The Regents, however, passed the following:
Resolved, that the Regents feel it their duty to withhold their assent to the appropriation contemplated by the Act of the 22d March, 1838.  Yet they hereby pledge themselves for the erection of such buildings as may be necessary and otherwise to provide for the preservation of such specimens as may be collected under said Act, and at any time entrusted to their care (Regents Proceedings, 1837-64 p.45.)

Nevertheless, the collections from the survey came to the University.
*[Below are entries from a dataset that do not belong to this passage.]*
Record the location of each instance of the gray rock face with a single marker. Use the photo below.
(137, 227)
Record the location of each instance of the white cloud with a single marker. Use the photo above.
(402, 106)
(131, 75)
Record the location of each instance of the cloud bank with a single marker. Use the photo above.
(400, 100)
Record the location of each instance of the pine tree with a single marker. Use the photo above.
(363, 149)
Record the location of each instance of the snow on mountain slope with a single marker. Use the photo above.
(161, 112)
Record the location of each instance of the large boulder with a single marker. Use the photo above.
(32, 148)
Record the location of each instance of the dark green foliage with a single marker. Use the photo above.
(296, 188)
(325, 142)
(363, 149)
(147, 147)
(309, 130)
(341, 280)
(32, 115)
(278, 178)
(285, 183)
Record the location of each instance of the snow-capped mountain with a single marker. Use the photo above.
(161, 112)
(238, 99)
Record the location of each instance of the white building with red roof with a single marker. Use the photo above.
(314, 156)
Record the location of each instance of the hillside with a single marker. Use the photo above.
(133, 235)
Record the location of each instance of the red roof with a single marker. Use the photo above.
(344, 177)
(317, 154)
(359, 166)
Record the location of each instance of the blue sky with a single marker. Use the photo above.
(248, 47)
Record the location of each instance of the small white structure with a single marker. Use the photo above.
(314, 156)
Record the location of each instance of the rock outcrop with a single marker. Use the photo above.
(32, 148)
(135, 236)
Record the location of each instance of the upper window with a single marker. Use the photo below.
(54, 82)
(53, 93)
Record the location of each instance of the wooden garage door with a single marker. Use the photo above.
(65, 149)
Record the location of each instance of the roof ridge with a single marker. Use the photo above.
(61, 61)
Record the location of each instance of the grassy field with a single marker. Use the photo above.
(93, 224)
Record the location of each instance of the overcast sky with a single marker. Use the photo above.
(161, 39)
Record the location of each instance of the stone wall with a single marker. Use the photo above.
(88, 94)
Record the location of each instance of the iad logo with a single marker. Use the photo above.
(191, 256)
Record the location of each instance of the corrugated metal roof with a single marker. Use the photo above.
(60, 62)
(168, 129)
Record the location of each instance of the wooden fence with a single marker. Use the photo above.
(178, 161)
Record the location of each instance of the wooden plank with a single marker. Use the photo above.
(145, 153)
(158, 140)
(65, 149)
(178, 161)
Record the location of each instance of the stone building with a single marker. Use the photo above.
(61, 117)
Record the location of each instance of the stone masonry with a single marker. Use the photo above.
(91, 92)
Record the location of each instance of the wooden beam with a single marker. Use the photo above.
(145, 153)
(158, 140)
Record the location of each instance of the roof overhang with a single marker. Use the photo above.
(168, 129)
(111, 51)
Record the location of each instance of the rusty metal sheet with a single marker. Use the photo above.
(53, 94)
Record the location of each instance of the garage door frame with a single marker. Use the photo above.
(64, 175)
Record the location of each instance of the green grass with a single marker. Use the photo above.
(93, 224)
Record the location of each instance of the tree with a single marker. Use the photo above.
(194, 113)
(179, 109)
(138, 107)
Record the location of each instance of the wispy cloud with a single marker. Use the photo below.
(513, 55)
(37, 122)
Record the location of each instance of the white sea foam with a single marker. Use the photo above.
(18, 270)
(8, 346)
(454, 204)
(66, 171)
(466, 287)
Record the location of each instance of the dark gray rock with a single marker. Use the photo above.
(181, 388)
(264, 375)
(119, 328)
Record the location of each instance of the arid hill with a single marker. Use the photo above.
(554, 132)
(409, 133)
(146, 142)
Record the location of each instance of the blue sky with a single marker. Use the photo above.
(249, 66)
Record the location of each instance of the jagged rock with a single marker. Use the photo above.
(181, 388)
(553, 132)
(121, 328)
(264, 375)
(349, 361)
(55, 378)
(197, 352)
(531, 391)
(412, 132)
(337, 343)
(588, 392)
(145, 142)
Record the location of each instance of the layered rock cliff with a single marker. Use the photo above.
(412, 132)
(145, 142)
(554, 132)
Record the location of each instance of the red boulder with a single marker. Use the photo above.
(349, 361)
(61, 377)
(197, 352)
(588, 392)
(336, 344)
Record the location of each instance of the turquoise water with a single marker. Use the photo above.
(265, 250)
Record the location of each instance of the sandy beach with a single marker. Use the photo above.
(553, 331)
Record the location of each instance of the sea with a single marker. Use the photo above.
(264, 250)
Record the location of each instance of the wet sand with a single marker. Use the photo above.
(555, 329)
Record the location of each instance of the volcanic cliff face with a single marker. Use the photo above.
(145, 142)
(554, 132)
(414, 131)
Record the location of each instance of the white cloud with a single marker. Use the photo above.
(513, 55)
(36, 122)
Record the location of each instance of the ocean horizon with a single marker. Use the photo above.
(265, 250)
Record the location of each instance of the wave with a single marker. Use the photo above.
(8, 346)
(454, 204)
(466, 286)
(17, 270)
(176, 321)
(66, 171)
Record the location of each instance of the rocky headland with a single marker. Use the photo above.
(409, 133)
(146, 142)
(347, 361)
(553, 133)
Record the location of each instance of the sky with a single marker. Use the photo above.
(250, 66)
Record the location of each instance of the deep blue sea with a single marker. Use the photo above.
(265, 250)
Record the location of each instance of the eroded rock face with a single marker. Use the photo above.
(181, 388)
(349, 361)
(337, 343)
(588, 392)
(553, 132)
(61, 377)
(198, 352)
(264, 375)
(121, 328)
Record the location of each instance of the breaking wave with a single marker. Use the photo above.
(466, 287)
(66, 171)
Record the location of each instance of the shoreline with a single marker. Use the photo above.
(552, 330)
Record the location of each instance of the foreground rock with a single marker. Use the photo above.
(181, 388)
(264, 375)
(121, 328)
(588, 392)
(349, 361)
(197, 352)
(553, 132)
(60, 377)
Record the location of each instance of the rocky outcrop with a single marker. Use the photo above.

Dr. Asa Gray, the first Michigan professor, appointed Professor of Botany and Zoology.










1841


Collections were moved to the Main Building, later designated Mason Hall, which had just been completed. The collection was under the care of the Botany Department.







1876


Professor Mark W. Harrington publishes first research paper based on botanical collections of the University by a member of the faculty in the Journal of the Linnean Society (16:25-37).









1877


Louisa Reed Stowell completes Masters in botany at the University.











1881

New Museums Building constructed containing the Zoology Museum's Herbarium.













1893


Herbarium workspace.










1915


Phanerogamic collection moves to the newly constructed Natural Science Building.






1921


Dr. Calvin H. Kauffman appointed Director of the Hebarium. The various botanical collections, the phanerogamic and cryptogamic herbarium in the Department of Botany, and the herbaria in the Museum of Zoology were united and appropriated a separate budget.










1926

Dr. Bessie B. Kanouse receives her Ph.D. from the University of Michigan.  She was later appointed a Curator (1926) and Assistant to the Director (1928).




1928


The Herbarium moves into the newly completed Museums Building.










1929


The lichen library and herbarium of Professor Bruce Fink were purchased.  L. C.C. Krieger collection of fungi paintings donated.











1930


William Randolph Taylor appointed Professor and Curator of Algae.  His books include the Plants of Bikini and other Northern Marshall Islands(1950), Marine Algae of the Northeastern coast of North America (1937), and Marine Algae of the Eastern Tropical and Subtropical Coasts of the Americas (1960).






1931

Edwin B. Mains appointed Director of the Herbarium.  Dr. Mains received his Ph.D. from the University in 1916.




1936

Mycologist Frederick K. Sparrow appointed Assistant Professor.  




1933


Parke, Davis and Company (Pfizer) of Detroit donates their Herbarium and botanical library to the University.







1939

Herbarium publishes first volume of the Contributions of the University of Michigan Herbarium.